The folate receptor (FR) is a promising cell membrane-associated target for molecular imaging and radionuclide therapy of cancer (FR-α) and potentially also inflammatory diseases (FR-β) through use of folic acid-based radioconjugate. FR is often overexpressed by cells of epithelial tumors, including tumors of ovary, cervix, endometrium, lungs, kidneys, etc. In healthy tissues, FR can be found in small numbers by the epithelial cells, mainly in the kidneys. Extremely high undesired accumulation of the folate radioconjugates in the renal tissue is a main drawback of FR-targeting concept. In the course of this work, we aimed to reduce the undesirable accumulation of folate radioconjugates in the kidneys by introducing a histidine/glutamic acid tag into their structure. Two folic acid based compounds were synthesized: NODAGA-1,4-butanediamine-folic acid (FA-I, as control) and NODAGA-[Lys-(HE)₂]-folic acid (FA-II) which contains a (His-Glu)₂ fragment. In vitro studies with FR (+) cells (KB and others) showed that both compounds have specificity for FR. Introduction of (HE)₂-tag does not affect FR binding ability of the conjugates. In vivo biodistribution studies with normal laboratory animals, as well as with KB tumor bearing animals, were carried out. The results showed that introduction of the (HE)₂ tag into the structure of folate radioconjugates can significantly reduce the accumulation of these compounds in non-target tissues and important organs (the accumulation in the kidneys is reduced 2-4 times), leaving the accumulation in tumor at least at the same level, and even increasing it.

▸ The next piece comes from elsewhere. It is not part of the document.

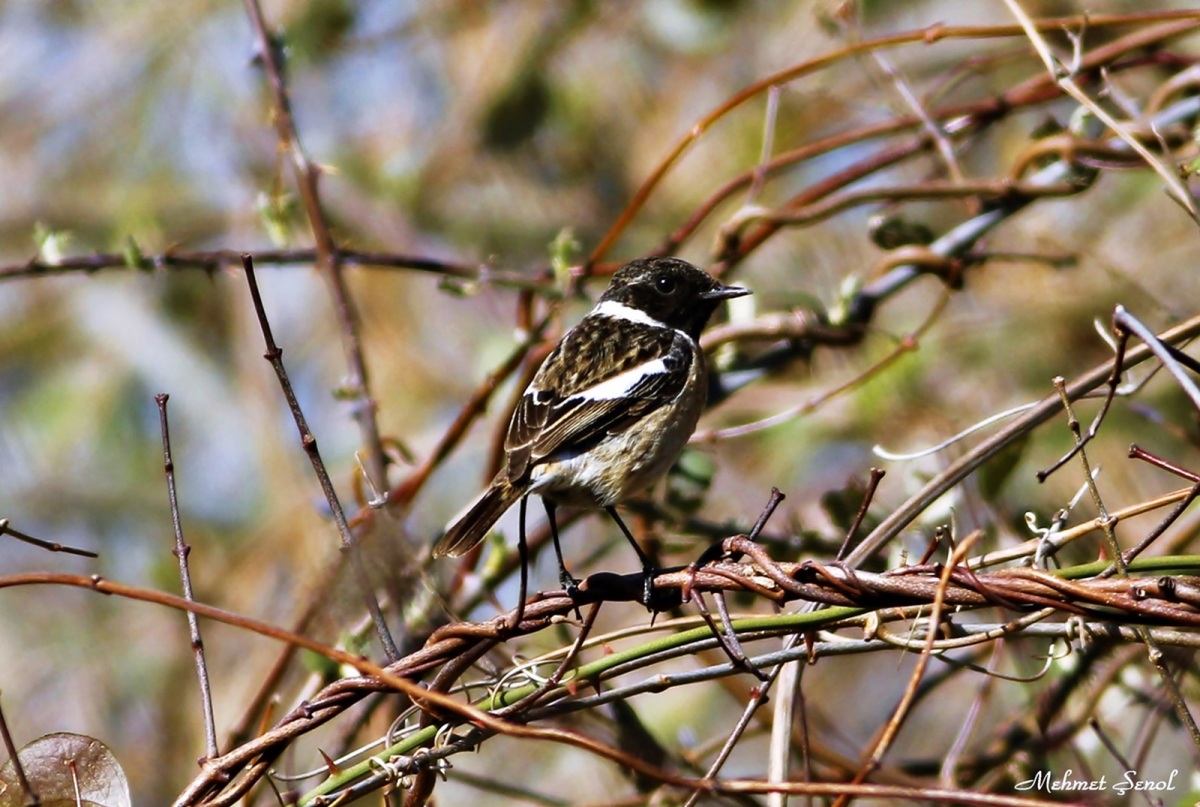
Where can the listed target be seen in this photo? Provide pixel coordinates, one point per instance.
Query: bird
(611, 407)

Keywords: HEHE; KB cells; NODAGA-folate conjugate; PET imaging; folate receptor; folic acid; gallium-68; histidine-glutamic acid tag; kidney accumulation; pharmacokinetics; radiopharmaceuticals.

Figure 1

Chemical structure of FA-I and FA-II with marked moieties: red-folic acid vector moiety; black–NODAGA chelator for ⁶⁸Ga coordination; green–linkers; blue–(HE)₂-tag for pharmacokinetic properties optimization.

Scheme 1

Synthesis NODAGA-1,4-buthanediamine--folic acid (FA-I).

Scheme 2

Synthesis NODAGA-[Lys-(HE)₂]--folic acid (FA-II).

Figure 2

In vitro accumulation of [⁶⁸Ga]Ga-FA-I and [⁶⁸Ga]Ga-FA-II in KB cell culture (mean ± SD, n = 3).

Figure 3

In vitro accumulation of [⁶⁸Ga]Ga-FA-I and [⁶⁸Ga]Ga-FA-II in HeLa, A549 and HCT-116 cell cultures (mean ± SD, n = 3).

Figure 4

Accumulation of [⁶⁸Ga]Ga-FA-I and [⁶⁸Ga]Ga-FA-II in kidneys (mean ± SD, n = 5).

Figure 5

Biodistribution of [⁶⁸Ga]Ga-FA-I and [⁶⁸Ga]Ga-FA-II in KB-tumor bearing BALB/c nude mice 30 and 60 min after i.v. injection (selected organs/tissues from Table 3).

Figure 6

Accumulation of [⁶⁸Ga]Ga-FA-I and [⁶⁸Ga]Ga-FA-II in kidneys and KB-tumor xenografts.